If we manage to achieve this, there is a strong belief that not only can cities benefit from taking control on this, but we are extremely well placed to help Government deliver several of its key environmental strategies:
- Heat Strategy – this will be launched in March this year and will almost certainly recognise the important enabling role local authorities will play in delivering new heat networks in urban areas
- Green Deal – Ed Davey has made it very clear that local authorities will have a key role to play in building the market for the Green Deal. We believe that starts with the Energy Company Obligation (ECO) across social and private sector housing.
- Adaptation to climate change – anticipated for summer 2013, the national adaptation plan will be published and will almost certainly have a clear ask of local government and, in particular, cities.
Making it happen
The opportunity here is for the City Deals to embrace the needs of the cities and deliver the priorities government has identified. Remember, the eight ‘Core Cities’ have been actively involved in the shaping of these three policies and we share Government’s ambition to deliver all of this.
Having set out these ideas what might we need to deliver them? Inevitably it’s finance and long term thinking. For example, heat networks can be developed more quickly and strategically with the local authority having a stake in their success. Cities like Sheffield and Nottingham, which have the largest heat networks in the UK, are leading the way but each of the Core Cities is developing its plans. But we need to find ways of making these plans bigger, more cost effective and lower carbon – moving from natural gas to alternatives such as biogas, biomass, synthetic gas and geothermal.
Innovation is good, but incurs costs and risks – so how can re-incentivise innovation? One of our early ideas is that local authorities could retain 100% of business rates on low carbon heat generation and distribution (rather than 50%, with the rest going to the Treasury). This could encourage local authorities to take the lead and help to create a localised, circular economy, retaining value in the urban areas and communities they are developed in and helping to generate new income streams for further investment.

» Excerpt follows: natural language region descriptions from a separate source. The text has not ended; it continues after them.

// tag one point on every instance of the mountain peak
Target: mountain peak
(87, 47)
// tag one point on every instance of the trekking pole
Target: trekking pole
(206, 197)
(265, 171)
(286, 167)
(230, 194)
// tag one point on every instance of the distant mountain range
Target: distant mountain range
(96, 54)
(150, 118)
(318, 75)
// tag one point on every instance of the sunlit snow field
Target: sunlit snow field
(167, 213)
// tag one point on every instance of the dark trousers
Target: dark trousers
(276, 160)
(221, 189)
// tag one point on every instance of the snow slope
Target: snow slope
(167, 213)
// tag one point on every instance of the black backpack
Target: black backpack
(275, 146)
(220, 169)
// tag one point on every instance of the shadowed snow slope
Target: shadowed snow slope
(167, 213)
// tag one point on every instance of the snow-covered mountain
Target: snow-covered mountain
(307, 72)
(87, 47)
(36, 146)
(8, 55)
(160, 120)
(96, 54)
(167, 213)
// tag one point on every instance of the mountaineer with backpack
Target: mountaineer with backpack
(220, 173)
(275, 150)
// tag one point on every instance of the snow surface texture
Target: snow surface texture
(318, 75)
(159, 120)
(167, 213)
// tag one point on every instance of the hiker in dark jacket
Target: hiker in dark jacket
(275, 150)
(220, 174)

We now watch as the second wave of city deals are shaped, and learnings from all 28 cities in the process can be shared. These aren’t one-off deals, but an on-going process that needs to be adequately resourced both by cities, their city regions and government. I believe this mechanism can be a positive way of agreeing how local, city-region and national priorities can be delivered, and this remains a central component of the Core Cities work programme.